On April 2nd, a group of eleven U.S. senators sent a letter to the powerful Appropriations Committee requesting a provision allowing cannabis businesses to receive SBA loans be added to the fiscal year 2021 spending bill for Financial Services and General Government and Related Agencies. The provision would enable state-legal marijuana companies to access SBA funds under the Loan Guarantee Program, Disaster Assistance Program, and Microloan Program.

The letter was signed by Senators Jacky Rosen (D-NV), Ron Wyden (D-OR), Tammy Duckworth (D-IL), Michael Bennet (D-CO), Kirsten Gillibrand (D-NY), Bernie Sanders (I-VT), Ed Markey (D-MA), Cory Booker (D-NJ), Bob Menendez (D-NJ), Jeff Merkley (D-OR) and Kamala Harris (D-CA).

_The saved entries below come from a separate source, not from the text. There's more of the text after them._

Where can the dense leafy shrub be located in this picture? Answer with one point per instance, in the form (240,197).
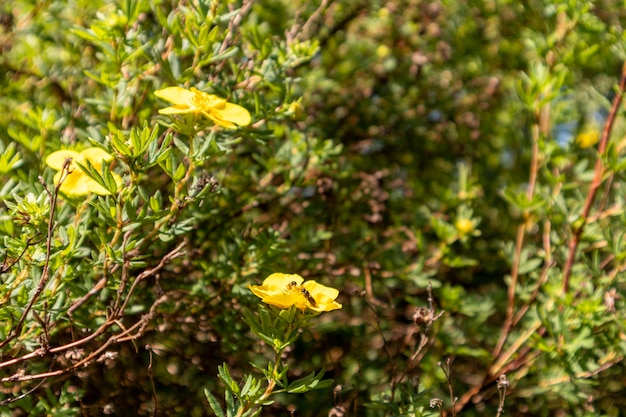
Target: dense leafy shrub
(455,169)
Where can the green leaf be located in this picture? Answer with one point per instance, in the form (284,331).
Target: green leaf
(215,406)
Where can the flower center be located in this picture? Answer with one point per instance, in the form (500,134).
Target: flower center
(206,102)
(299,290)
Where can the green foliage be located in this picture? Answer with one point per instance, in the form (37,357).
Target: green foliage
(462,156)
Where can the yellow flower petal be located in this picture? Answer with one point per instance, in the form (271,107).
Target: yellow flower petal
(220,111)
(282,280)
(176,95)
(286,290)
(76,182)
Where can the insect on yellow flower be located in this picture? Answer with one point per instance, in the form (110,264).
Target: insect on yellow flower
(77,182)
(220,111)
(286,290)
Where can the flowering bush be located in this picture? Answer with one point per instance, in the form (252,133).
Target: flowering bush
(445,179)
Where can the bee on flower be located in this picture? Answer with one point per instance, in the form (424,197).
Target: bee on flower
(194,101)
(286,290)
(76,182)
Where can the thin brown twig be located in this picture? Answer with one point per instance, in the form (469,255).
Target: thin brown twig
(595,184)
(45,273)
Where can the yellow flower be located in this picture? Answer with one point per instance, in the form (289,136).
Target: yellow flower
(222,112)
(286,290)
(77,182)
(588,138)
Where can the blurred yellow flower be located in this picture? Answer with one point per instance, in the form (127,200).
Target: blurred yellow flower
(77,182)
(464,226)
(220,111)
(286,290)
(588,138)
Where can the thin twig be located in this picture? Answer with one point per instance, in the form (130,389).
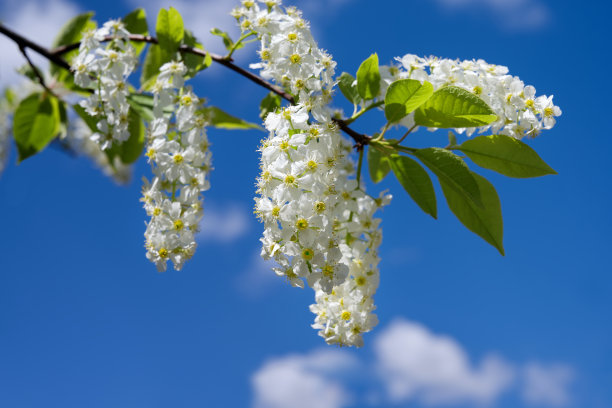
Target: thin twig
(55,56)
(37,72)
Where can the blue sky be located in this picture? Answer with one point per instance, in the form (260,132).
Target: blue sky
(85,319)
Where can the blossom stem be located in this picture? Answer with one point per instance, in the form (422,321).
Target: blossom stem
(55,56)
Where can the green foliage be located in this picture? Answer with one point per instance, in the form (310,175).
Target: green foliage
(505,155)
(36,123)
(223,120)
(71,33)
(136,23)
(348,87)
(452,107)
(194,63)
(452,170)
(227,41)
(170,32)
(404,96)
(270,103)
(90,121)
(485,221)
(416,182)
(378,164)
(150,68)
(368,78)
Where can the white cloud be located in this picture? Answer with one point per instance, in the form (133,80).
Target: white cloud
(513,14)
(547,384)
(303,381)
(38,20)
(225,224)
(411,365)
(417,364)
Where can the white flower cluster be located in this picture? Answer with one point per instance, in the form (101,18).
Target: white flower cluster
(180,158)
(105,69)
(520,113)
(78,138)
(318,223)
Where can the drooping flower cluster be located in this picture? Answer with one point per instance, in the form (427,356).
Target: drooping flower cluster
(105,68)
(180,159)
(520,113)
(78,138)
(318,223)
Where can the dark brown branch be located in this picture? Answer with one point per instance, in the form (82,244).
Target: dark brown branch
(55,57)
(37,72)
(25,43)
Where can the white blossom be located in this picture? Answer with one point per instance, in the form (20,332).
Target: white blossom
(519,112)
(180,159)
(318,222)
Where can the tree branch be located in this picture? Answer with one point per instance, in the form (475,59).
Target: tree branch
(55,56)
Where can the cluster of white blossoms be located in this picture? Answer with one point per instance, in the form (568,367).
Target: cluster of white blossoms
(105,68)
(79,139)
(520,113)
(318,222)
(178,151)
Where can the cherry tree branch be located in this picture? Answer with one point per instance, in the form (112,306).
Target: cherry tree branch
(55,56)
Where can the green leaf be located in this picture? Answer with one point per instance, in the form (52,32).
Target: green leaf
(368,78)
(195,63)
(223,120)
(136,23)
(131,149)
(452,107)
(35,124)
(505,155)
(450,168)
(150,69)
(71,33)
(90,121)
(348,87)
(170,32)
(416,182)
(378,165)
(485,221)
(270,103)
(227,41)
(404,96)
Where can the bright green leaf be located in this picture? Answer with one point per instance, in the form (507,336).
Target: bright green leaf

Speaker of the House Nancy Pelosi expressed support for cannabis businesses with regards to COVID-19 relief, according to Rep. Ed Perlmutter (D-CO). In a call with constituents, Rep. Perlmutter stated he had brought the issue up directly with Speaker Pelosi during a Democratic caucus meeting.

“I raised this very question to our caucus, to Speaker Nancy Pelosi directly last week, saying, look this is a major employer in Colorado and elsewhere around the country. They have been deemed essential services in many, many states,” Rep. Perlmutter said during the call. “They cannot access the relief we are providing for in any of these three packages that we have passed. She said, as did the other leadership members on the call, said she wanted to see it get passed.”